The key shift: humans focus on "what actually works" while AI handles more of the "how."

To make this shift work, you need a systematic way to evaluate your current setup and design your target state. The following three-step assessment helps you move from identifying problems to implementing solutions.

The Three-Step Assessment

Step 1: Map Your Actual Communication Patterns

What to do: Document who really talks to whom, not what the org chart says should happen.

How to do it:

• Track meeting attendees for AI-related discussions over 2-4 weeks
• Survey team members: "Who do you need to talk to most often to get your AI work done?"

Output: A visual map showing actual collaboration patterns vs. official reporting lines.

Step 2: Identify Your Specific Bottlenecks

What to do: Follow one AI feature from idea to production and document every delay.

How to do it:

• Pick a recent AI feature that took longer than expected
• Map every handoff: Who passed what to whom, and how long did each step take?
• Categorize delays using these common patterns:

Common Bottleneck Patterns:

• The Data Handoff: Data requests sit in tickets for weeks
• The Model Translation: Models work in Python but production uses Java
• The Approval Loop: Simple experiments need multiple sign-offs
• The Knowledge Gap: Business needs get lost in translation

Output: A timeline showing where time was lost and why.

Step 3: Design Your Target Team Structure

What to do: Work backwards from user experience to define ideal teams.

How to do it:

• Begin by sketching the customer experience you're targeting
• Figure out what AI capabilities you'll need at different stages
• Form teams that can own these capabilities end-to-end
• Compare this to how you're currently organized and create your transition strategy

Output: A new team structure diagram with clear ownership boundaries.

Once you've completed your assessment, you can address specific issues with these targeted solutions.

Implementation: Common Problems → Team Solutions

Use this section after you complete your assessment. Address specific issues you found:

For slow iteration cycles specifically: Create clear guidelines for what teams can deploy without extensive approvals. Low-risk changes like A/B tests and UI tweaks can go out immediately, while high-risk algorithm changes will still need review.

Measuring Success

Technical indicators:

• Increase AI model deployment frequency
• Shorten data pipeline lead time so people can access data quickly
• Reduce model inference latency and ensure models are production-ready
• Speed up rollout and experiments with feature flags

Organizational indicators:

• Increase cross-functional standup participation with daily collaboration across data/AI/product teams
• Reduce decision cycle time so AI feature approval happens in days instead of months
• Eliminate handoff delays and waiting periods between research and engineering teams
• Lower team cognitive load by reducing context switching between multiple approval processes

Business indicators:

• Reduce time-to-market for AI features so ideas reach customers quickly
• Increase adoption rates of AI features within the first month after release
• Attribute revenue gains to AI features to show impact
• Lower the number of support tickets related to confusing AI experiences

Structure as Strategy

Think about your last AI project that struggled. You probably blamed the model accuracy, data quality, or technical complexity. But what if your org chart was amplifying these problems?
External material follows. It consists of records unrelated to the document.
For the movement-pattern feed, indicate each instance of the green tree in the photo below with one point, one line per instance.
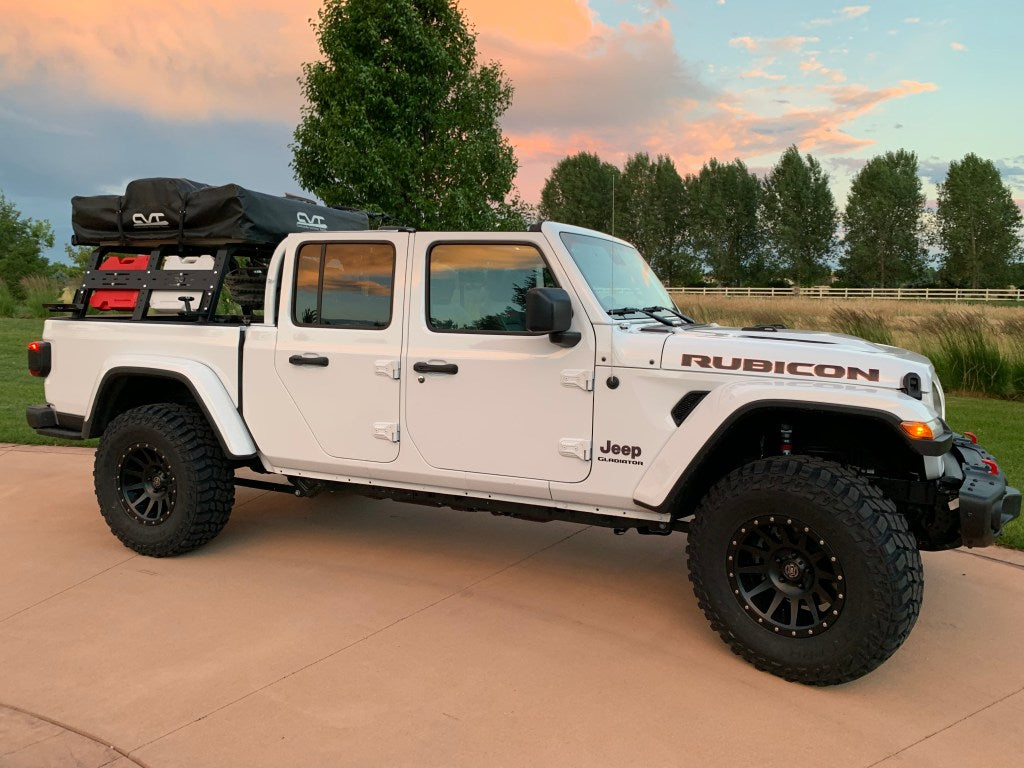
(580, 192)
(723, 226)
(400, 117)
(22, 244)
(800, 217)
(649, 202)
(978, 225)
(70, 273)
(883, 222)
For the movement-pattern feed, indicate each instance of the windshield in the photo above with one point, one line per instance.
(615, 272)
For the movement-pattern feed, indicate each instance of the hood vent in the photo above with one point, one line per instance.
(685, 406)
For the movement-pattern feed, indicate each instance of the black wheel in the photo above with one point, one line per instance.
(163, 482)
(805, 569)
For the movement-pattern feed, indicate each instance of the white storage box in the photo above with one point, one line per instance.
(165, 302)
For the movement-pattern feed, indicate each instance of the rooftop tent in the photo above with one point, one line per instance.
(167, 210)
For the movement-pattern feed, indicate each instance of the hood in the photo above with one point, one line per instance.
(793, 354)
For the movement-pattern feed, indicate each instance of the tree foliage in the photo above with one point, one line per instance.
(22, 244)
(580, 192)
(723, 226)
(883, 222)
(978, 224)
(800, 217)
(650, 205)
(401, 118)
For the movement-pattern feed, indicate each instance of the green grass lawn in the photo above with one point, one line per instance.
(997, 423)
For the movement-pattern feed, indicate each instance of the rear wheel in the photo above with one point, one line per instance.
(163, 482)
(805, 569)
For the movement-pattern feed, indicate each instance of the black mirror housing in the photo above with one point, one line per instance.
(549, 310)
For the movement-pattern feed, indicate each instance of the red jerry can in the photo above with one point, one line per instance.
(118, 298)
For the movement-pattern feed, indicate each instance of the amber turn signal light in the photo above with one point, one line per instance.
(919, 430)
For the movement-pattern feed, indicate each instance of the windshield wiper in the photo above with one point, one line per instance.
(649, 311)
(670, 310)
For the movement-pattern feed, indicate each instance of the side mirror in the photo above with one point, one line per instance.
(549, 310)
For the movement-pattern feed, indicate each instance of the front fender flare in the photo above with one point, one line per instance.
(207, 388)
(724, 404)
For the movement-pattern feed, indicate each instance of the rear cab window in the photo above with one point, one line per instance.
(344, 285)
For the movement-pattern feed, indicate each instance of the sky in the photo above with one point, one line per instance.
(96, 92)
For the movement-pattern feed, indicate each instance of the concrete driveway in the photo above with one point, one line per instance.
(347, 632)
Your AI problems are likely technical-organizational problems, since technology and teams co-evolve in reinforcing loops. Poor team structure leads to bad data practices. Bad data practices create technical debt. Technical debt makes collaboration harder. Harder collaboration worsens team structure.

When AI projects fail, it signals that both your technology and your teams need to adapt. The solution isn't choosing between technical fixes or organizational fixes. It's recognizing that advanced technology and effective processes must develop together.

Fix your teams, and you'll surface the real technical challenges that matter. Fix your technical infrastructure, and you'll enable the collaboration patterns that actually work. Do both, and you turn structural problems into competitive advantages.